Making biomedical science fiction a reality
Beth Shields distinctly remembers the first time she watched the scene at the end of Star Wars: The Empire Strikes Back where Luke Skywalker is outfitted with a prosthetic hand. For Shields, it was more than just a cliffhanger ending to a classic sci-fi movie—it was a transformative experience that piqued her interest in biomedical engineering.
Fast forward 20 years and Shields, S.B. ’10, is now a principle systems engineer at the medical technology firm Medtronic, where instead of creating prosthetics for Jedi, she is developing robotic platforms that which enable surgeons to operate while sitting at a console.
The robotic platforms provide ergonomic benefits that can make clinicians more efficient, while improving the precision with which they can operate, Shields explained.
“I really enjoy being connected to the patients and envisioning the improvements we are going to be able to make to surgical procedures,” she said. “Pushing the boundaries of surgery into the future is the most rewarding aspect of my work.”
As principle systems engineer, Shields’ role is to bridge the gap between the systems engineering and software engineering groups. She works closely with customers to identify their needs, and coordinates with clinical teams to iron out the medical implications. Translating that information, she works with hardware and software groups to evaluate tradeoffs and make design decisions to create the safest and most effective product for patients.

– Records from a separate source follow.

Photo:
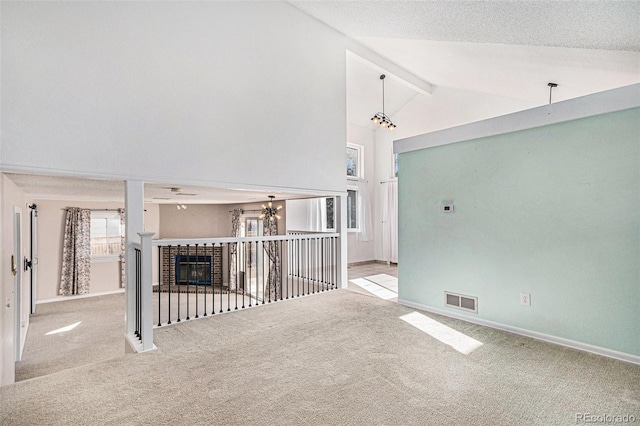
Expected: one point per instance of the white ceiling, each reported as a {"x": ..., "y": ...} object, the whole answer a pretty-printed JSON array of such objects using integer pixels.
[
  {"x": 77, "y": 189},
  {"x": 507, "y": 49}
]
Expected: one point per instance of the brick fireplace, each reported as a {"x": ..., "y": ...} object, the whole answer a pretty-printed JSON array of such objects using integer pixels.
[{"x": 172, "y": 257}]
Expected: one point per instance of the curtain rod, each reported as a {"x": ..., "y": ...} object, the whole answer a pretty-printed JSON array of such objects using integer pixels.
[
  {"x": 96, "y": 210},
  {"x": 242, "y": 210},
  {"x": 357, "y": 179}
]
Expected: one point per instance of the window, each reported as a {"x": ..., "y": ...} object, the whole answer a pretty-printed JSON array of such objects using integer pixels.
[
  {"x": 354, "y": 160},
  {"x": 352, "y": 210},
  {"x": 106, "y": 235},
  {"x": 395, "y": 165},
  {"x": 331, "y": 217}
]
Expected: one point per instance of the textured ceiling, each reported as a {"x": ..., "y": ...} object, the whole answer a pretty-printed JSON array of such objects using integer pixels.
[
  {"x": 41, "y": 187},
  {"x": 508, "y": 50},
  {"x": 609, "y": 25}
]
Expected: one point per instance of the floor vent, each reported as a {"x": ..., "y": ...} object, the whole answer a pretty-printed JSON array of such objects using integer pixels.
[{"x": 460, "y": 301}]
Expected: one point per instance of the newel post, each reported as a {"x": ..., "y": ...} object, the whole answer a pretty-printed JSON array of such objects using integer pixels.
[
  {"x": 146, "y": 291},
  {"x": 341, "y": 228}
]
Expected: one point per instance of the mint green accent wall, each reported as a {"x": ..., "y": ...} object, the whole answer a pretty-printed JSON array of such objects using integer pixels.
[{"x": 552, "y": 211}]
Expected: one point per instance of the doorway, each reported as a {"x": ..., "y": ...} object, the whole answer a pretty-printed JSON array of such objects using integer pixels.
[
  {"x": 249, "y": 257},
  {"x": 16, "y": 267}
]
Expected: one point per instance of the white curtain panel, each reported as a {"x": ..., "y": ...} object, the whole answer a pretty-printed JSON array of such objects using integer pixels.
[
  {"x": 366, "y": 227},
  {"x": 76, "y": 253},
  {"x": 390, "y": 222}
]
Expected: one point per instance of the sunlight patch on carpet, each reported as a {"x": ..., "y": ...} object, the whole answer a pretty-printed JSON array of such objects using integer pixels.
[
  {"x": 447, "y": 335},
  {"x": 63, "y": 329}
]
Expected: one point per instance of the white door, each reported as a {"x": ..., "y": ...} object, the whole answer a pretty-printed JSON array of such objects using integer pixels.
[
  {"x": 17, "y": 282},
  {"x": 34, "y": 256}
]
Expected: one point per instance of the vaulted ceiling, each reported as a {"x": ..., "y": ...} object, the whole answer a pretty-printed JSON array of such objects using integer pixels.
[{"x": 506, "y": 50}]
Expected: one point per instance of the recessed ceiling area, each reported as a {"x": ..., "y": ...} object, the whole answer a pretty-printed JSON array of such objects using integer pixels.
[{"x": 40, "y": 187}]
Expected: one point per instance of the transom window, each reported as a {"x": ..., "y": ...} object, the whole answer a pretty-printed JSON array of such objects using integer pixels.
[{"x": 355, "y": 160}]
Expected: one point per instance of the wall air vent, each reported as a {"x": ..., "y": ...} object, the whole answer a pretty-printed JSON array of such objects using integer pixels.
[{"x": 460, "y": 301}]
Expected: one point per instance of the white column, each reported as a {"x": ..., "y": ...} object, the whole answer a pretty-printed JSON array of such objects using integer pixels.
[
  {"x": 134, "y": 224},
  {"x": 146, "y": 277},
  {"x": 341, "y": 228}
]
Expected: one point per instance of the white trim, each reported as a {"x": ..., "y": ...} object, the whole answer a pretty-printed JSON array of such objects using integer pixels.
[
  {"x": 87, "y": 174},
  {"x": 622, "y": 356},
  {"x": 105, "y": 258},
  {"x": 573, "y": 109},
  {"x": 78, "y": 296},
  {"x": 360, "y": 161}
]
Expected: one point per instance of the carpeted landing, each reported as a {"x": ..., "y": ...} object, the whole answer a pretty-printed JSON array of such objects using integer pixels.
[{"x": 336, "y": 358}]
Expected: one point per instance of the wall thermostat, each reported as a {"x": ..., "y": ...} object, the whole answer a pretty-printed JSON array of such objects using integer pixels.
[{"x": 447, "y": 208}]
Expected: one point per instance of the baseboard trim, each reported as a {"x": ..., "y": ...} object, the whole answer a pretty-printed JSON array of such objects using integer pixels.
[
  {"x": 79, "y": 296},
  {"x": 370, "y": 262},
  {"x": 610, "y": 353}
]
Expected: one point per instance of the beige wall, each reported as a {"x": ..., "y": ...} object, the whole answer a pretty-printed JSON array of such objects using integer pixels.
[
  {"x": 206, "y": 220},
  {"x": 105, "y": 276},
  {"x": 11, "y": 198}
]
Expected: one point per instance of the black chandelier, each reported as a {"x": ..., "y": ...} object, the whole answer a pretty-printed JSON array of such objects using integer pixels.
[
  {"x": 270, "y": 212},
  {"x": 380, "y": 118}
]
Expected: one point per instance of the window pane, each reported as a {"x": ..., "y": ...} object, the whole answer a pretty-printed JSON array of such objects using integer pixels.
[
  {"x": 106, "y": 233},
  {"x": 395, "y": 165},
  {"x": 352, "y": 209},
  {"x": 113, "y": 235},
  {"x": 98, "y": 236},
  {"x": 330, "y": 214},
  {"x": 352, "y": 162}
]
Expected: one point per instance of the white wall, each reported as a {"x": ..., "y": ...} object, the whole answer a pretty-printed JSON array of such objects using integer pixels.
[
  {"x": 217, "y": 93},
  {"x": 362, "y": 251},
  {"x": 12, "y": 197}
]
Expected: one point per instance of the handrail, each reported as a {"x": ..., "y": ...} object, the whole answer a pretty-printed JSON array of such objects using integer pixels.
[{"x": 193, "y": 241}]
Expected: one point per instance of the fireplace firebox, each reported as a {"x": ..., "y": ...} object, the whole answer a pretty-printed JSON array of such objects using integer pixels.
[{"x": 191, "y": 269}]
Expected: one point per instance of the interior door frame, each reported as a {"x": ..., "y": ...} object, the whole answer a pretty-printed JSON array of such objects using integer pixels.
[
  {"x": 17, "y": 282},
  {"x": 33, "y": 253}
]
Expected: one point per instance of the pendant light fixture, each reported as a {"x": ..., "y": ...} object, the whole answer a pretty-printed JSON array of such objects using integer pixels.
[
  {"x": 269, "y": 211},
  {"x": 380, "y": 118}
]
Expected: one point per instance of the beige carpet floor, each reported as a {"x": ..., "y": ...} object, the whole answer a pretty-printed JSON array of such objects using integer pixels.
[{"x": 336, "y": 358}]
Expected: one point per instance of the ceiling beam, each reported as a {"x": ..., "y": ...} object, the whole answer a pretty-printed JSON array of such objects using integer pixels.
[{"x": 377, "y": 62}]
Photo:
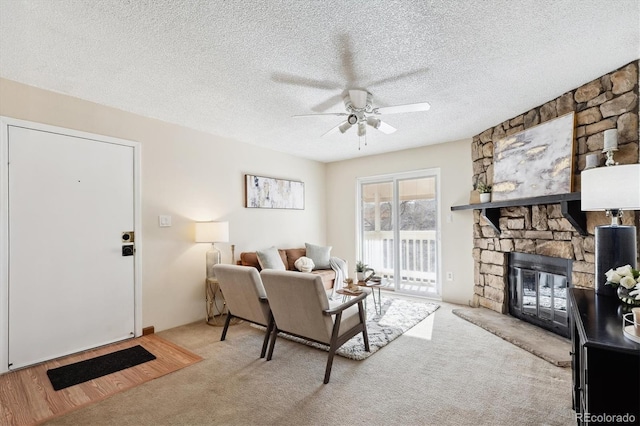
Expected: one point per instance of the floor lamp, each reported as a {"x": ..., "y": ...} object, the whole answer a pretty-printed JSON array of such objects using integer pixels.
[
  {"x": 613, "y": 189},
  {"x": 212, "y": 232}
]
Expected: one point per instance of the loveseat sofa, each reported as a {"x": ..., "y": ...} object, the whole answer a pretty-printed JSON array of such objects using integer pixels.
[{"x": 289, "y": 257}]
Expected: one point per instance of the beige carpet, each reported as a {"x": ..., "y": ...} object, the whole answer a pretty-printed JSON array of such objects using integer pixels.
[
  {"x": 545, "y": 344},
  {"x": 444, "y": 371}
]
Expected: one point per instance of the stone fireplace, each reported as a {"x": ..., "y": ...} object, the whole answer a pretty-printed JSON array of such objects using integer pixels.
[{"x": 544, "y": 228}]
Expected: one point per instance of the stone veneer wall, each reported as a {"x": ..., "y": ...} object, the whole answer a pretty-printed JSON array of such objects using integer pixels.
[{"x": 608, "y": 102}]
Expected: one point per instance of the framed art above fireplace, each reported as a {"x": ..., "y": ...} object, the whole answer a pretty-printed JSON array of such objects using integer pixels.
[{"x": 537, "y": 161}]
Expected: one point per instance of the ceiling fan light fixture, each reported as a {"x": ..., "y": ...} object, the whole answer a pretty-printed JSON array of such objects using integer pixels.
[
  {"x": 362, "y": 128},
  {"x": 373, "y": 122},
  {"x": 344, "y": 127}
]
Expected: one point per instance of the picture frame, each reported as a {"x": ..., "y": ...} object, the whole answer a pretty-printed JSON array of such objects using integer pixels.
[
  {"x": 273, "y": 193},
  {"x": 537, "y": 161}
]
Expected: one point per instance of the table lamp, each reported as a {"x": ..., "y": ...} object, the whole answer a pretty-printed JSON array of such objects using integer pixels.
[
  {"x": 612, "y": 189},
  {"x": 212, "y": 232}
]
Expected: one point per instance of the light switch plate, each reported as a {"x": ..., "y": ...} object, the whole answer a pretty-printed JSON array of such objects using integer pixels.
[{"x": 164, "y": 221}]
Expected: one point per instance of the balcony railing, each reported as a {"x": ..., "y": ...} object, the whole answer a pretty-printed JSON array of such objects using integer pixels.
[{"x": 418, "y": 259}]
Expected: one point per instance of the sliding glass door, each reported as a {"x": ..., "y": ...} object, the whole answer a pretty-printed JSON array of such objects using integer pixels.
[{"x": 399, "y": 230}]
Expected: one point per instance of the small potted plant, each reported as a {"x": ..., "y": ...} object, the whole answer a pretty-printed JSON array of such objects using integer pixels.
[
  {"x": 485, "y": 192},
  {"x": 362, "y": 269}
]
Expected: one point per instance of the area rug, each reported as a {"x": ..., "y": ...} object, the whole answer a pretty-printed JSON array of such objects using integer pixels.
[
  {"x": 396, "y": 317},
  {"x": 89, "y": 369}
]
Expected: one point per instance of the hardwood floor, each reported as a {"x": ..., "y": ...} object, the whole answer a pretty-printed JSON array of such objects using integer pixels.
[{"x": 27, "y": 397}]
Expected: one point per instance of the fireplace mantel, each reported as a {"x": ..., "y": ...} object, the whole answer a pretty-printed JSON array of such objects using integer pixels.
[{"x": 569, "y": 205}]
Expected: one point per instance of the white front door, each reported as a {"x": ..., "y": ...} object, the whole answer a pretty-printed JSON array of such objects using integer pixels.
[{"x": 70, "y": 198}]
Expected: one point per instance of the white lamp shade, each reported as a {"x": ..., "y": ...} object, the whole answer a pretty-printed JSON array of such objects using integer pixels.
[
  {"x": 611, "y": 188},
  {"x": 212, "y": 232}
]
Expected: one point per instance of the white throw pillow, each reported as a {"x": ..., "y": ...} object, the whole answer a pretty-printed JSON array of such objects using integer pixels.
[
  {"x": 320, "y": 255},
  {"x": 304, "y": 264},
  {"x": 270, "y": 259}
]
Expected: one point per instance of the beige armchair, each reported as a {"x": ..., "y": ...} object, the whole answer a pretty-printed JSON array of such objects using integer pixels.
[
  {"x": 301, "y": 308},
  {"x": 245, "y": 298}
]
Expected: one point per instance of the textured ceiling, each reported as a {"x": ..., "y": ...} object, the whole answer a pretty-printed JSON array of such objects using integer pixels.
[{"x": 240, "y": 69}]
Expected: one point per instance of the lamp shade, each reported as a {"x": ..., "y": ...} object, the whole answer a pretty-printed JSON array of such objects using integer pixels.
[
  {"x": 212, "y": 232},
  {"x": 611, "y": 188}
]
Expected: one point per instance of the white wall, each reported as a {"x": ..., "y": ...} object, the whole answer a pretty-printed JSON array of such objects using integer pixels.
[
  {"x": 454, "y": 161},
  {"x": 191, "y": 176}
]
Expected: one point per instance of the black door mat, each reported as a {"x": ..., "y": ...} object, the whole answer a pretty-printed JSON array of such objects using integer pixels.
[{"x": 83, "y": 371}]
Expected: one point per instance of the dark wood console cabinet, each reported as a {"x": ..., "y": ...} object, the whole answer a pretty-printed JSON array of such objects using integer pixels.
[{"x": 606, "y": 365}]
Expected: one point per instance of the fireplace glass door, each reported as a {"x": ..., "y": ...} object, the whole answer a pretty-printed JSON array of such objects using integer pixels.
[{"x": 539, "y": 296}]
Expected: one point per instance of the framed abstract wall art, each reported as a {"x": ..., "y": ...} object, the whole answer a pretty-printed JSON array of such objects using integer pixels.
[
  {"x": 272, "y": 193},
  {"x": 535, "y": 162}
]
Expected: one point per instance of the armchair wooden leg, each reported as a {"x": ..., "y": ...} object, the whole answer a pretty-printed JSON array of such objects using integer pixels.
[
  {"x": 363, "y": 320},
  {"x": 267, "y": 335},
  {"x": 273, "y": 342},
  {"x": 226, "y": 326}
]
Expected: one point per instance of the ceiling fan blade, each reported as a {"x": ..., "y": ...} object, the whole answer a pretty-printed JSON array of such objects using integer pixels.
[
  {"x": 397, "y": 109},
  {"x": 376, "y": 123},
  {"x": 339, "y": 114},
  {"x": 295, "y": 80},
  {"x": 342, "y": 127}
]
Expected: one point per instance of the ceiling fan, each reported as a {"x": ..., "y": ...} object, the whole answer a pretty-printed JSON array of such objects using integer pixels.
[{"x": 361, "y": 113}]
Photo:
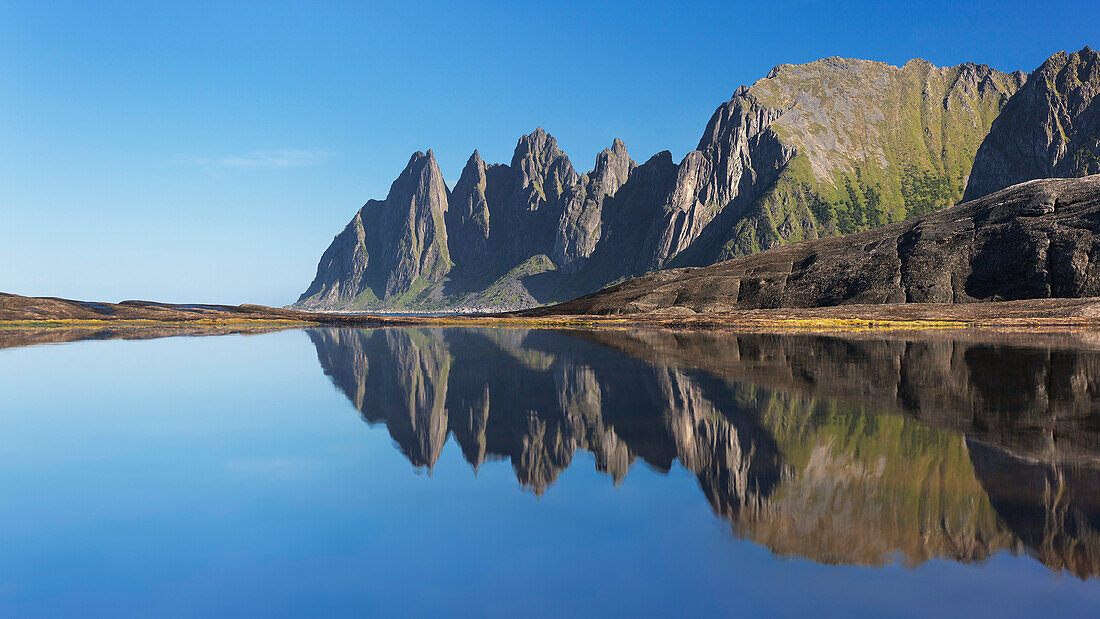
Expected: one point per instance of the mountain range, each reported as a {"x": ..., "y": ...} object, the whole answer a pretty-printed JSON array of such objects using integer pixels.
[{"x": 829, "y": 147}]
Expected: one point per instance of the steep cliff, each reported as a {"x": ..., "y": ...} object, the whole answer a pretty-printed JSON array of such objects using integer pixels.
[
  {"x": 391, "y": 250},
  {"x": 828, "y": 147},
  {"x": 1051, "y": 128},
  {"x": 1036, "y": 240}
]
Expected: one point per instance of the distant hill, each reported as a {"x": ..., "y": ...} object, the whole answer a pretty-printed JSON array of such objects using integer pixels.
[{"x": 818, "y": 150}]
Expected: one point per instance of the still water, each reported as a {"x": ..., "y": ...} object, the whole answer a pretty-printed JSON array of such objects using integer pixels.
[{"x": 491, "y": 472}]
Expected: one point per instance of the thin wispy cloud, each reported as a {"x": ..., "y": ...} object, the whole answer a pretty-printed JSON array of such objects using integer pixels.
[{"x": 276, "y": 158}]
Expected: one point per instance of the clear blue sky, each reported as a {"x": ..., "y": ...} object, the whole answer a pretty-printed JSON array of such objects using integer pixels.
[{"x": 209, "y": 152}]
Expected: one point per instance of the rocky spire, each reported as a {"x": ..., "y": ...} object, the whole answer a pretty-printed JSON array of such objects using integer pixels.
[
  {"x": 468, "y": 217},
  {"x": 1049, "y": 128},
  {"x": 411, "y": 228},
  {"x": 579, "y": 228}
]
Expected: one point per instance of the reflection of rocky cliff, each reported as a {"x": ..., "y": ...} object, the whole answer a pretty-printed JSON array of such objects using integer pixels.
[{"x": 791, "y": 438}]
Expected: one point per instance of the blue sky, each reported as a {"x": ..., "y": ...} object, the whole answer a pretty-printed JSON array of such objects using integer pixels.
[{"x": 209, "y": 152}]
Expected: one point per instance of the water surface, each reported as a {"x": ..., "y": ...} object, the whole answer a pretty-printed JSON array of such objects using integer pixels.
[{"x": 507, "y": 472}]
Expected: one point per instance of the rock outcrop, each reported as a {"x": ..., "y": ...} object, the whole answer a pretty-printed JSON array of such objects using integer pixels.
[
  {"x": 829, "y": 147},
  {"x": 1051, "y": 128},
  {"x": 392, "y": 247},
  {"x": 1036, "y": 240}
]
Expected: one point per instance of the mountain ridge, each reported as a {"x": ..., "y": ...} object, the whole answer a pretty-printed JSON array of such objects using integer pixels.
[{"x": 816, "y": 150}]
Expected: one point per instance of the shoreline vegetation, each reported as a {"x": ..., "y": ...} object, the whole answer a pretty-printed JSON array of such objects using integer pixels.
[{"x": 18, "y": 312}]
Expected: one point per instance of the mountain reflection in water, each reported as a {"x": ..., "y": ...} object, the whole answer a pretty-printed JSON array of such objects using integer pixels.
[{"x": 855, "y": 450}]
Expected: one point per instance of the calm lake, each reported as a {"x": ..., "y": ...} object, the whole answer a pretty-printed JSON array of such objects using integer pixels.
[{"x": 505, "y": 472}]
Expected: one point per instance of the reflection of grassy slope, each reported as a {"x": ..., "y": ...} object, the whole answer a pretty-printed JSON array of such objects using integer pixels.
[
  {"x": 873, "y": 144},
  {"x": 865, "y": 486}
]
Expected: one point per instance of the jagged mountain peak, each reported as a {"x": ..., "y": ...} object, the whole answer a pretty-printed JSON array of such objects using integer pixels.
[
  {"x": 1049, "y": 128},
  {"x": 813, "y": 150}
]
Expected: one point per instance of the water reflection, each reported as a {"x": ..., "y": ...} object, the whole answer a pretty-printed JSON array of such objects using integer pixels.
[{"x": 840, "y": 450}]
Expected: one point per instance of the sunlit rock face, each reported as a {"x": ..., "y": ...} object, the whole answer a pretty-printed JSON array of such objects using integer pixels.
[{"x": 843, "y": 450}]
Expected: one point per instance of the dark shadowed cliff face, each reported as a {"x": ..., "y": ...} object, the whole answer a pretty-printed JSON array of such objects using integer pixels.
[
  {"x": 1051, "y": 128},
  {"x": 823, "y": 148},
  {"x": 1035, "y": 240},
  {"x": 391, "y": 249},
  {"x": 838, "y": 450}
]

“One of the biggest challenges comes from the diverse set of users for our products,” she said. “For the patient, the therapy has to be done correctly, but you also have to understand the capabilities of the technology you are working with. But then there is this additional customer -- the surgeon who is going to actually use the device.”
To be effective, Shields relies on soft skills, like effective communication and collaboration, she developed while pursuing a biomedical engineering concentration at the Harvard John A. Paulson School of Engineering and Applied Sciences (SEAS).
Though she was dead-set on biomedical engineering from a young age, her desire to explore different disciplines and collaborate led her to Harvard.
Shields saw firsthand the power of collaboration while working on her senior design project in the lab of Hugh Herr, who heads the Biomechatronics group at the MIT Media Lab. She developed a pair of crutches that use springs to store kinetic energy from a patient’s biceps and triceps muscles, making it easier to climb stairs.
After graduation, she joined DEKA Research and Development as a quality assurance test manager, conducting verification testing on a human dialysis machine that was undergoing a clinical trial.
“People use dialysis devices three days a week, so having to push to turn around product improvements when someone is going to need the device in a day or two creates a high-pressure environment,” she said. “That was both challenging and exciting. It was game-day-type energy, but I liked it a lot.”
Outside the lab, Shields enjoys making furniture and cooking (below). (Photos courtesy of Beth Shields.)
Seeking more research experience, Shields completed a master’s degree in electrical and electronics engineering at Stanford University.
Working in a lab that was part of the collaborative BrainGate project, her team implanted electoarrays into the motor cortexes of quadriplegic patients that allow them to control robotic prosthetics with brain signals.
Shields engineered prosthetics so they could respond to those signals, taking outputs from electroarrays and mapping them to computer mouse signals.
This was now way beyond Star Wars.
“Even on our bad days, we were doing something that seemed like science fiction when I was a kid,” she said.
Shields joined Medtronic after completing her degree so she could continue to work in a constantly evolving field.
New technology, from enhanced algorithmic decision making to more precise vision capabilities in 3D cameras, leads to fast-paced changes in surgical robotics. As more automation, filtering, and data processing tools are incorporated into robotic platforms, they will be able to play an even larger role in planning surgical tasks.
For Shields, being on the cutting edge of surgery is far more inspiring than any sci-fi movie scene.
“Thinking about what surgery looked like 10 years ago versus what it looks like now, and then understanding what we can do for it in the future is inspiring,” she said. “I really feel like I am able to help people and enable better outcomes from the same kinds of experiences patients have been undergoing for years.”